Cache-Aware Reinforcement Learning in Large-Scale Recommender Systems

Modern large-scale recommender systems are built upon computation-intensive infrastructure and usually suffer from a huge difference in traffic between peak and off-peak periods. In peak periods, it is challenging to perform real-time computation for each request due to the limited budget of computational resources. The recommendation with a cache is a solution to this problem, where a user-wise result cache is used to provide recommendations when the recommender system cannot afford a real-time computation. However, the cached recommendations are usually suboptimal compared to real-time computation, and it is challenging to determine the items in the cache for each user. In this paper, we provide a cache-aware reinforcement learning (CARL) method to jointly optimize the recommendation by real-time computation and by the cache. We formulate the problem as a Markov decision process with user states and a cache state, where the cache state represents whether the recommender system performs recommendations by real-time computation or by the cache. The computational load of the recommender system determines the cache state. We perform reinforcement learning based on such a model to improve user engagement over multiple requests. Moreover, we show that the cache will introduce a challenge called critic dependency, which deteriorates the performance of reinforcement learning. To tackle this challenge, we propose an eigenfunction learning (EL) method to learn independent critics for CARL. Experiments show that CARL can significantly improve the users' engagement when considering the result cache. CARL has been fully launched in Kwai app, serving over 100 million users.

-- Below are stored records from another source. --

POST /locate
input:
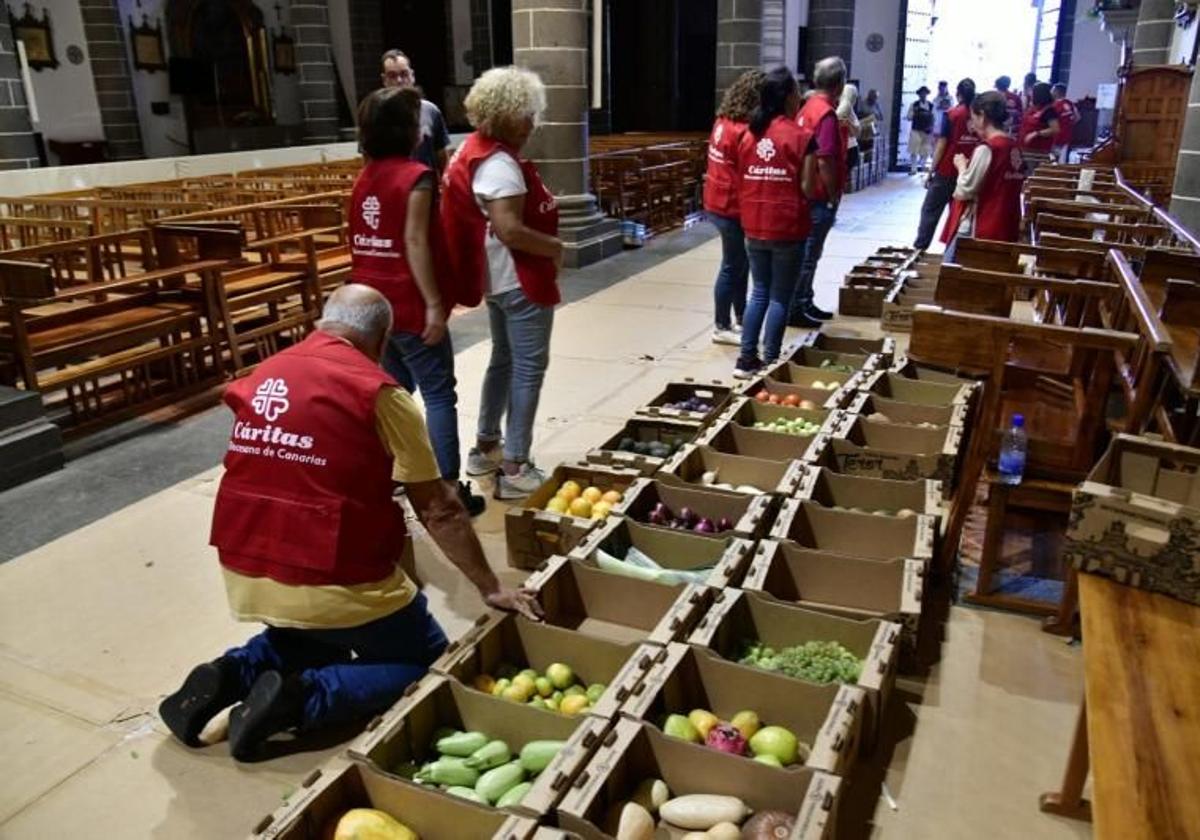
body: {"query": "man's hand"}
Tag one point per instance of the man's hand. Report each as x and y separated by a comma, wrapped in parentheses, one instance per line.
(521, 601)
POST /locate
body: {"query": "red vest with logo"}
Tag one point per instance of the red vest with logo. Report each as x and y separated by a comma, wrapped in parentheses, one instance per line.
(769, 172)
(306, 496)
(378, 214)
(959, 139)
(466, 226)
(815, 109)
(721, 178)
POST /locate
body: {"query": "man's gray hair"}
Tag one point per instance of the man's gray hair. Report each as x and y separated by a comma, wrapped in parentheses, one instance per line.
(829, 75)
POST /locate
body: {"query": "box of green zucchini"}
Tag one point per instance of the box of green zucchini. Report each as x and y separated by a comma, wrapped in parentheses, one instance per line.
(643, 444)
(641, 784)
(330, 799)
(757, 631)
(627, 547)
(463, 744)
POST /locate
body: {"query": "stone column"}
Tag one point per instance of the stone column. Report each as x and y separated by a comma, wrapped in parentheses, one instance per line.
(111, 73)
(551, 37)
(1152, 36)
(738, 41)
(315, 63)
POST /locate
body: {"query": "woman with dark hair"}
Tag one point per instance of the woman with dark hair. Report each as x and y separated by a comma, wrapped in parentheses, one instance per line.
(775, 178)
(988, 196)
(721, 203)
(397, 249)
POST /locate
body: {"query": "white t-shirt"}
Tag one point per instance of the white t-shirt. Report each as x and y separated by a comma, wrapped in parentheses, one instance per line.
(498, 177)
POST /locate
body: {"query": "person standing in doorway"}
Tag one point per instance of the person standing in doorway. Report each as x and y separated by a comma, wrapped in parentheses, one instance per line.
(432, 148)
(820, 117)
(721, 204)
(954, 137)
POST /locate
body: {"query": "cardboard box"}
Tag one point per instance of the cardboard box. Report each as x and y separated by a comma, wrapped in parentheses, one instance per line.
(750, 515)
(631, 753)
(844, 532)
(534, 534)
(739, 617)
(1137, 517)
(827, 718)
(725, 556)
(405, 736)
(852, 587)
(342, 784)
(609, 606)
(642, 430)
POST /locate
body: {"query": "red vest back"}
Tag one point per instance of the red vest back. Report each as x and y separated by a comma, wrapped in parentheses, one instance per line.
(959, 139)
(306, 496)
(815, 109)
(466, 226)
(721, 177)
(769, 172)
(378, 214)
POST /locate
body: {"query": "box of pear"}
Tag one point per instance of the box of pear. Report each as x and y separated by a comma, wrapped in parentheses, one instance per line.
(641, 784)
(627, 547)
(463, 744)
(804, 645)
(556, 516)
(342, 786)
(694, 695)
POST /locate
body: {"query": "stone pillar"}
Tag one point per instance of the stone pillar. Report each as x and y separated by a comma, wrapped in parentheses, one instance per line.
(105, 33)
(738, 41)
(1152, 36)
(551, 37)
(17, 147)
(315, 63)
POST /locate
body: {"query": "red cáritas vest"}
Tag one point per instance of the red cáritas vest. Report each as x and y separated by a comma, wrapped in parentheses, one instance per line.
(306, 496)
(959, 141)
(466, 226)
(815, 109)
(769, 172)
(721, 177)
(378, 214)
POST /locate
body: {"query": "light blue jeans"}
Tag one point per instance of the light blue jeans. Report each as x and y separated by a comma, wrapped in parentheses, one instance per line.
(516, 371)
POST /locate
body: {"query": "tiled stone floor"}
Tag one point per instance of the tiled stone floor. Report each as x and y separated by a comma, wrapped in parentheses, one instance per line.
(97, 624)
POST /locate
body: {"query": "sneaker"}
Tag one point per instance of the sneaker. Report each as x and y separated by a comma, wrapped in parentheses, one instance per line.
(521, 484)
(484, 463)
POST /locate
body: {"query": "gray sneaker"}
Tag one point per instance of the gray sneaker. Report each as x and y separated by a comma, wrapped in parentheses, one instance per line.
(520, 485)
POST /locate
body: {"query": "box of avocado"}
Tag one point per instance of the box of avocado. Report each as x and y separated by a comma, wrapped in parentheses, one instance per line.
(556, 516)
(690, 787)
(627, 547)
(457, 743)
(341, 785)
(757, 631)
(691, 691)
(643, 444)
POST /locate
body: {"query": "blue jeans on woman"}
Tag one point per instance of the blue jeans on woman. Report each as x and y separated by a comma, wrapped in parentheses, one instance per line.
(730, 291)
(774, 269)
(347, 673)
(516, 371)
(430, 370)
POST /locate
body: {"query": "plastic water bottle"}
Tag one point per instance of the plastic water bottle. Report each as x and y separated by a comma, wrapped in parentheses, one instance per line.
(1012, 451)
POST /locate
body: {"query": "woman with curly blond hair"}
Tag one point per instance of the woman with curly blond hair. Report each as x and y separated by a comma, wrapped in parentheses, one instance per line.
(502, 223)
(721, 203)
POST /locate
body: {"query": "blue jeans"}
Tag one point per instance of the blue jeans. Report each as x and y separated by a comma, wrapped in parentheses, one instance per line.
(517, 367)
(430, 370)
(810, 252)
(731, 279)
(773, 267)
(389, 654)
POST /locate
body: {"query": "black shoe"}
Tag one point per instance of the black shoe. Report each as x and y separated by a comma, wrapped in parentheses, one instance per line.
(274, 705)
(473, 503)
(208, 689)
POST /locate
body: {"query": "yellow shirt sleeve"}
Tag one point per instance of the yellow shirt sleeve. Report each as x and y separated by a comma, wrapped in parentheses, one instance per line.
(403, 433)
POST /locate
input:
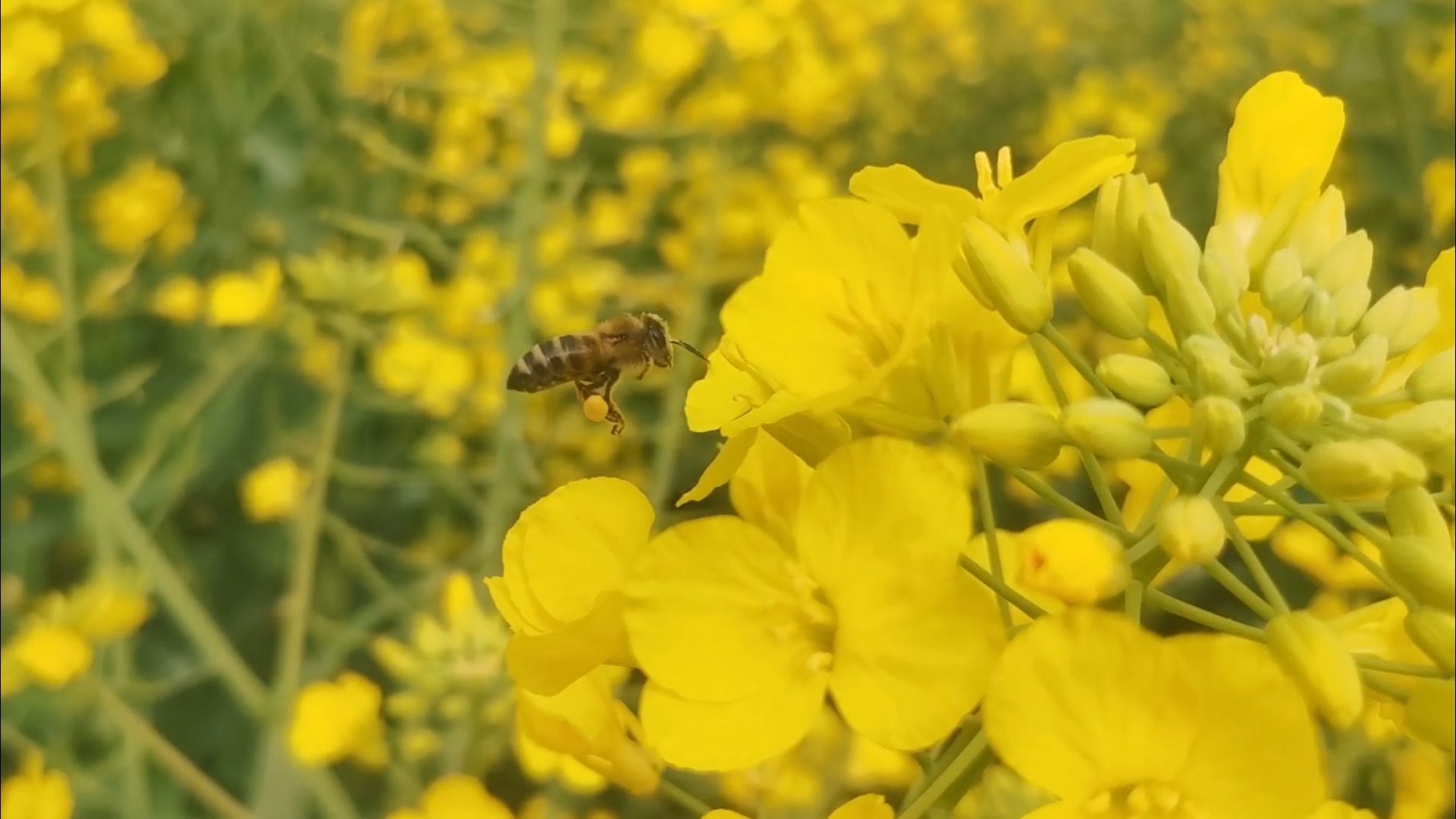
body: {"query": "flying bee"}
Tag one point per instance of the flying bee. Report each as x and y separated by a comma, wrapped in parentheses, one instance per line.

翻译：现代大规模推荐系统构建于计算密集型基础设施之上，通常面临峰值与非峰值流量之间的巨大差异。在峰值时段，受限于有限的计算资源预算，对每个请求进行实时计算极具挑战性。采用缓存的推荐方案可解决此问题——当推荐系统无法承担实时计算时，利用用户级结果缓存提供推荐。然而，相较于实时计算，缓存推荐通常为次优方案，且为每个用户确定缓存中的物品是一项难题。本文提出一种缓存感知强化学习（CARL）方法，以联合优化实时计算与缓存推荐。我们将该问题建模为包含用户状态与缓存状态的马尔可夫决策过程，其中缓存状态表征推荐系统通过实时计算还是缓存进行推荐。推荐系统的计算负载决定了缓存状态。基于该模型执行强化学习，可在多次请求中提升用户参与度。进一步研究表明，缓存会引发称为"评论家依赖"的挑战，从而削弱强化学习性能。为应对该挑战，我们提出特征函数学习（EL）方法，为CARL学习独立的评论家。实验表明，在考虑结果缓存时，CARL能显著提升用户参与度。目前CARL已在快手应用全面上线，服务超1亿用户。